Patel started his career with the Marathi experimental theatre group, Progressive Dramatic association (PDA) founded by Bhalba Kelkar. In PDA produced plays, he acted as well as directed. He directed Vijay tendulkar's Ashi Pakhare Yeti for PDA which was a great commercial success. In 1972, Patel and colleagues such as Mohan Agashe, and Satish Alekar broke away from PDA over differences on staging their new production, Ghashiram Kotwal written by Vijay Tendulkar. They formed a new group called Theatre Academy. After Ghashiram Kotwal, the group produced Teen Paishacha Tamasha, an adaptation of Brecht's Threepenny Opera in 1974.

He wrote the lyrics of the song "Raya Asa Zombu Naka Angala" from the film Samna. He has worked on the film based on the life and work of Santoor maestro Pandit Shivkumar Sharma.

For Jabbar Patel, tackling a political subject is not something new. Whether it was Umbartha, Jait Re Jait, or Sinhasan for the silver screen, or Ghashiram Kotwal for the stage, he has handled political subjects. His recent film is also political based "Yashwantrao Chavan: Bakhar Eka Vaadalaachi".

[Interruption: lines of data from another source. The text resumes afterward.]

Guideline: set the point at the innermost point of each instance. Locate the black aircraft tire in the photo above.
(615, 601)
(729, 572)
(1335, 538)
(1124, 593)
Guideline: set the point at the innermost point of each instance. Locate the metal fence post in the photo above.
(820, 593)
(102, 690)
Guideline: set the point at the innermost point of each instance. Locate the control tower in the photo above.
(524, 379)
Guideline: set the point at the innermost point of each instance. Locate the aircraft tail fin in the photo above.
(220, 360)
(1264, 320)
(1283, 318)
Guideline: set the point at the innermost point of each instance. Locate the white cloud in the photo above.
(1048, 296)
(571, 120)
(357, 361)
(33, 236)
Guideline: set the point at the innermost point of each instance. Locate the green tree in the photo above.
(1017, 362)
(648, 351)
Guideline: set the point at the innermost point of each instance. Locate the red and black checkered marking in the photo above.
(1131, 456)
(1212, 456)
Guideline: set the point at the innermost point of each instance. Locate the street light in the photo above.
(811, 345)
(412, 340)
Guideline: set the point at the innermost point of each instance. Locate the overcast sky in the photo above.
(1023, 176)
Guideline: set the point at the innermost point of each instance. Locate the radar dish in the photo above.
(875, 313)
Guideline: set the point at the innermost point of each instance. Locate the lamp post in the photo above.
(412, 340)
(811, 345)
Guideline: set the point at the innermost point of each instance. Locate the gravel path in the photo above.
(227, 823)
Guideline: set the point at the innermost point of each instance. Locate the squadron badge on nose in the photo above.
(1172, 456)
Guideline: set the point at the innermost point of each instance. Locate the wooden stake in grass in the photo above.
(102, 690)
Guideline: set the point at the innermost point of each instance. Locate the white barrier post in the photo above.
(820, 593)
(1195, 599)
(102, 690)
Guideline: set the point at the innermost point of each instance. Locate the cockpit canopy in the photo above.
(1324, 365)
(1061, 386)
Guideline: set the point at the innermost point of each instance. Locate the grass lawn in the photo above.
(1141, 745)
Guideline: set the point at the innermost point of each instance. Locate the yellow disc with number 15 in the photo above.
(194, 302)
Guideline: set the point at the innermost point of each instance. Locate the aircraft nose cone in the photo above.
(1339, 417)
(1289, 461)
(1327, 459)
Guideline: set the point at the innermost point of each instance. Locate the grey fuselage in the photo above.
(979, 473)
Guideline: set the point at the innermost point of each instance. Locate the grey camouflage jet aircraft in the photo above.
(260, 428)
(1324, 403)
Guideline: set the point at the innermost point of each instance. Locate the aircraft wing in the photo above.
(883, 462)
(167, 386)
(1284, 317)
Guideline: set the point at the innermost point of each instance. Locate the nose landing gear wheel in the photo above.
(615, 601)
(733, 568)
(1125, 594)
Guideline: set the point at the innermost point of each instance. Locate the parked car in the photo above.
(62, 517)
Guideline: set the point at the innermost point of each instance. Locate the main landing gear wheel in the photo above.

Jait Re Jait (1977) is a musical milestone in the history of Indian cinema, and expresses the stories of a forgotten tribe through dance and a total of 19 songs. Next came Sinhasan (1981) made in a montage style with 35 characters, both won the National Awards. One of Patel’s most acclaimed works is Umbartha (1981), a film featuring Smita Patil as the superintendent of a woman’s reform home.

==Filmography ==

| Year | Title | Director | Producer | Notes |
| 1974 | Samna | Yes |  | Debut film |
| 1977 | Jait Re Jait | Yes |  | National Film Award for Best Marathi Feature Film |
| 1979 | Sinhasan | Yes | Yes | Maharashtra State Film Award for Best Film |
| 1982 | Umbartha | Yes | Yes | National Film Award for Best Marathi Feature Film, Filmfare Award for Best Film – Marathi |
| 1986 | Musafir | Yes | Yes |  |
| Maharashtra | Yes | Yes | Documentary film |
| 1987 | Mi SM | Yes | Yes |
| 1988 | Pathik | Yes | Yes |
| 1989 | Laxman Joshi | Yes | Yes |
| 1990 | Forts of Maharashtra | Yes | Yes |
| Indian Theatre | Yes | Yes |
| 1991 | Dr. Babasaheb Ambedkar | Yes | Yes |
| 1992 | Ek Hota Vidushak | Yes |  | National Film Award for Best Marathi Feature Film |
| 1994 | Mukta | Yes |  | Nargis Dutt Award for Best Feature Film on National Integration |
| 2000 | Dr. Babasaheb Ambedkar | Yes |  |  |
| 2006 | Hans Akela - Kumar Gandharva | Yes |  | National Film Award for Best Biographical Film |
| 2006 | Teesri Azadi | Yes |  |  |
| 2007 | Antardhwani: Pandit Shiv Kumar Sharma | Yes |  |  |
| 2014 | Yashwantrao Chavan: Bakhar Eka Vaadalaachi | Yes | Yes |  |

==Awards==
===National Film Awards===
Source:
- Samna
- Jait Re Jait
- Sinhasan
- Umbartha
- Ek Hota Vidushak
- Mukta
- Hans Akela - Kumar Gandharva

=== Maharashtra State Film Awards ===

- Samna
- Jait Re Jait
- Sinhasan
- Umbartha
- Ek Hota Vidushak
- Mukta

=== Filmfare Awards Marathi ===

- Samna
- Jait Re Jait
- Sinhasan
- Umbartha

==Festival circuit==
Jabbar Patel is the chairman of the Pune Film Foundation, and the festival director of the Pune International Film Festival. First Edition of PIFF was started in year 2002 and has been running annually.